SUPERU™ Research Findings
The research findings reported here were obtained from a literature review performed by Alison Eagle of Duke University (Nicholas Institute for Environmental Policy Solutions) in February 2016 under contract to the Environmental Defense Fund.
SUPERU™ is a self-contained granular fertilizer also intended to reduce ammonia volatilization and prevent nitrification, thus avoiding losses of ammonia to the air and nitrate to groundwater. It was available for on-farm use by the late 1990s and is made from a base of urea. It includes both NBPT and DCD, as does AGROTAIN® PLUS.
NBPT ((N-(n-butyl) thiophosphoric triamide) is a urease inhibitor. Dicyandiamide (DCD) is a nitrification inhibitor.
Urease inhibitors reduce the speed of conversion from urea in fertilizer to ammonium (enzymatic hydrolysis), which can then either rapidly convert to gaseous ammonia and be lost to the air or convert to nitrate (NO3-) and be subject to leaching losses. By staying longer in the urea form, the fertilizer can more slowly become available to plants, increasing the chance of being there when needed by the crop.
Nitrification inhibitors can increase nitrogen efficiency by depressing the activities of the Nitrosomonas bacteria over a period of time, therefore delaying the bacterial oxidation of the ammonium-ion (NH4+) into nitrite (NO2-), which is then transformed into nitrate (NO3-) by Nitrobacter and Nitrosolobus bacteria.
AGROTAIN®, AGROTAIN® PLUS, and SUPERU™ are related products manufactured and marketed by Koch Agronomic Services. All three products are sold to agricultural producers with the claim that they will improve nitrogen use efficiency and thus improve productivity. The expectation is that when N is limiting, effective urease and nitrification inhibitors will improve crop yield.

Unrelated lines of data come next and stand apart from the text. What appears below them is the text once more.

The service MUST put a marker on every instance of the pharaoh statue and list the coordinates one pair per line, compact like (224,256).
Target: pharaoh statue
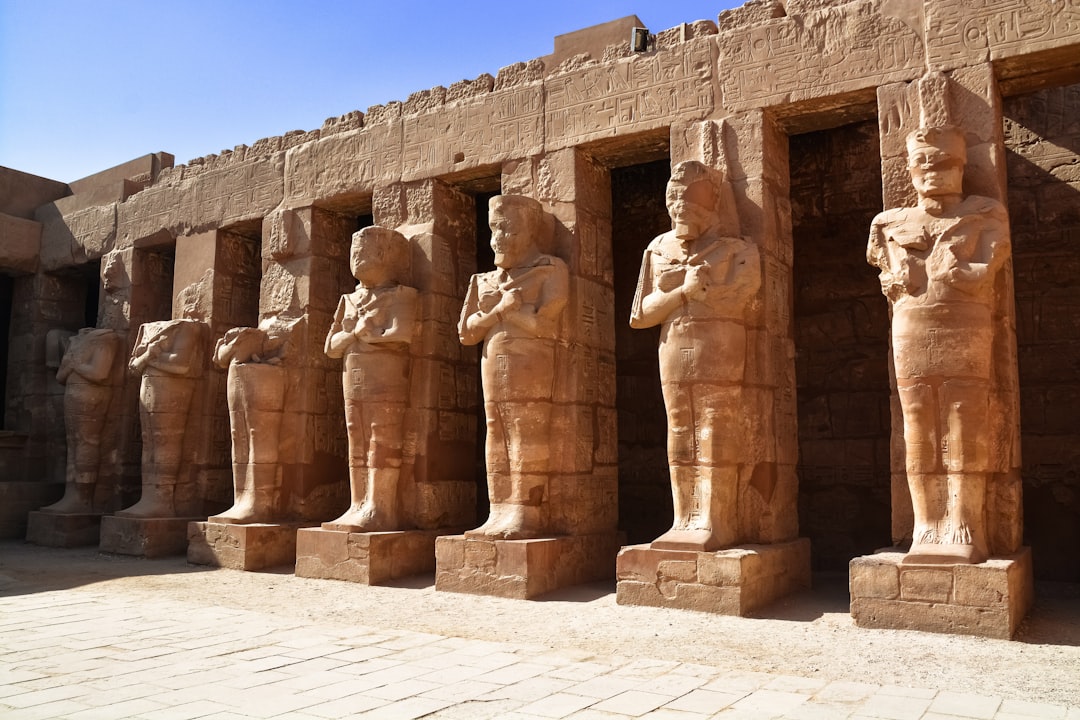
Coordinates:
(515,311)
(697,284)
(373,329)
(85,371)
(256,393)
(170,355)
(939,263)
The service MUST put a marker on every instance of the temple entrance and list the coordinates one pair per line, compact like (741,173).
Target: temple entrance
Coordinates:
(841,341)
(638,215)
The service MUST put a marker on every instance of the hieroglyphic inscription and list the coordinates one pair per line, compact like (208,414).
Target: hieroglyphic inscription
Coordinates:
(963,30)
(630,95)
(497,126)
(823,53)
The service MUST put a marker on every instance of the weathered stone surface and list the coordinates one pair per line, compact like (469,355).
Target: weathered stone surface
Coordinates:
(255,546)
(988,599)
(369,558)
(730,582)
(144,537)
(522,569)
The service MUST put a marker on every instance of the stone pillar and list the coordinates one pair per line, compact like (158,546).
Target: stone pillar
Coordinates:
(35,411)
(435,486)
(886,592)
(204,483)
(581,506)
(767,559)
(305,260)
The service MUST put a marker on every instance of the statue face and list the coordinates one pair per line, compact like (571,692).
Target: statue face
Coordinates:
(935,172)
(511,239)
(691,208)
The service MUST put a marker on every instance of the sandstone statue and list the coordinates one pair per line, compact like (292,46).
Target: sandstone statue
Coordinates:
(256,392)
(85,371)
(697,284)
(170,355)
(516,311)
(939,262)
(373,329)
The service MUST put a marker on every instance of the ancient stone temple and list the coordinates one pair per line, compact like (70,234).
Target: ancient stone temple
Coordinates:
(702,310)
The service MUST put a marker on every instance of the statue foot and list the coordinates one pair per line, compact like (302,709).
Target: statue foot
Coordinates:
(702,540)
(943,554)
(364,518)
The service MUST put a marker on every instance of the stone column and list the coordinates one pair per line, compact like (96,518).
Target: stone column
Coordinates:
(305,259)
(581,506)
(767,558)
(436,492)
(986,598)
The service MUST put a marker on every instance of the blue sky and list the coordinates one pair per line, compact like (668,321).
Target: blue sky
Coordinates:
(86,84)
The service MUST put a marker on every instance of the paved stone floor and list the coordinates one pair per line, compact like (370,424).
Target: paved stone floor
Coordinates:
(95,652)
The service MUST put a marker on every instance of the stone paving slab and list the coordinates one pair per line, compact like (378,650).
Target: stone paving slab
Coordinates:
(94,653)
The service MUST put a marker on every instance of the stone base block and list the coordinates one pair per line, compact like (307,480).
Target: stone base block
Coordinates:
(988,599)
(144,537)
(364,557)
(523,568)
(730,582)
(254,546)
(18,499)
(63,529)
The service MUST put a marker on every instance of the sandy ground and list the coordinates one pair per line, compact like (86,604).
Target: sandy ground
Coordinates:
(808,635)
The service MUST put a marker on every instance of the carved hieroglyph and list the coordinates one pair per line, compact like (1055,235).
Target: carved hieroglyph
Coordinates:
(372,330)
(696,283)
(256,391)
(170,355)
(515,311)
(939,263)
(85,371)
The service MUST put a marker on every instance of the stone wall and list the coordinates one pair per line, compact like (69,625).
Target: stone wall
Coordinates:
(1042,140)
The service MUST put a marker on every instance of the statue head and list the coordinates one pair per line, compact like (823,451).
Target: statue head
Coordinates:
(379,256)
(935,159)
(515,222)
(692,199)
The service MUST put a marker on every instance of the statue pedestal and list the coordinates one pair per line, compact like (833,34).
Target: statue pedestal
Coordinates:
(523,569)
(254,546)
(988,599)
(364,557)
(144,537)
(729,582)
(63,529)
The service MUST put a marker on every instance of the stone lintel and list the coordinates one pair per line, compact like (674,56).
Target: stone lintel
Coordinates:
(254,546)
(729,582)
(988,599)
(369,558)
(144,537)
(63,530)
(523,569)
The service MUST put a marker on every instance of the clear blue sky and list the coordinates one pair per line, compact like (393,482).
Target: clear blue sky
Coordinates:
(86,84)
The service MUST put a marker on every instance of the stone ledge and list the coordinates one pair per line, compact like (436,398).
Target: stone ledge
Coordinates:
(730,582)
(254,546)
(523,569)
(144,537)
(369,558)
(63,529)
(988,599)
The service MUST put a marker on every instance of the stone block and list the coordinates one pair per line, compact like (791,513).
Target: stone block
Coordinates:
(522,569)
(144,537)
(988,599)
(254,546)
(67,530)
(370,558)
(732,582)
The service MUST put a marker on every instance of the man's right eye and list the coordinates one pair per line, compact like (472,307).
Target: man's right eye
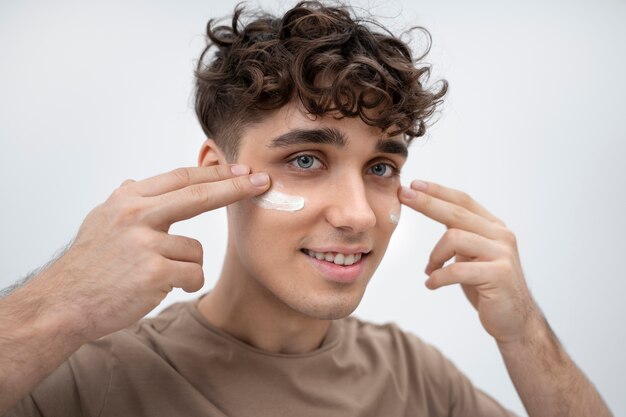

With the laboratory and other early work on these active ingredients already conducted for AGROTAIN® PLUS, early SUPERU™ research appears to be focused on field trials. The earliest field studies on corn in Kentucky took place in 1997 and 1998, reporting improved yields with the product (Wells 1999). Corn yield benefits (12-yr average) from both AGROTAIN® PLUS and SUPERU™ in Illionois depended on moisture conditions and whether or not fertilizer was incorporated (Ebelhar et al. 2007). The earliest peer-reviewed research results for SUPERU™ are field trials on corn that tested N2O emissions with different fertilizer sources and tillage treatments (Halvorson et al. 2010a; Halvorson et al. 2010b). These studies found both SUPERU™ and AGROTAIN® PLUS reduced N2O emissions significantly, when compared with urea and UAN.
A search of the scientific literature and grey literature (conference proceedings etc.) was conducted to locate data on crop yield responses for SUPERU™. Data were incorporated into an existing database on fertilizer management field trials, including all available management, climate, soil, N loss, and crop productivity information.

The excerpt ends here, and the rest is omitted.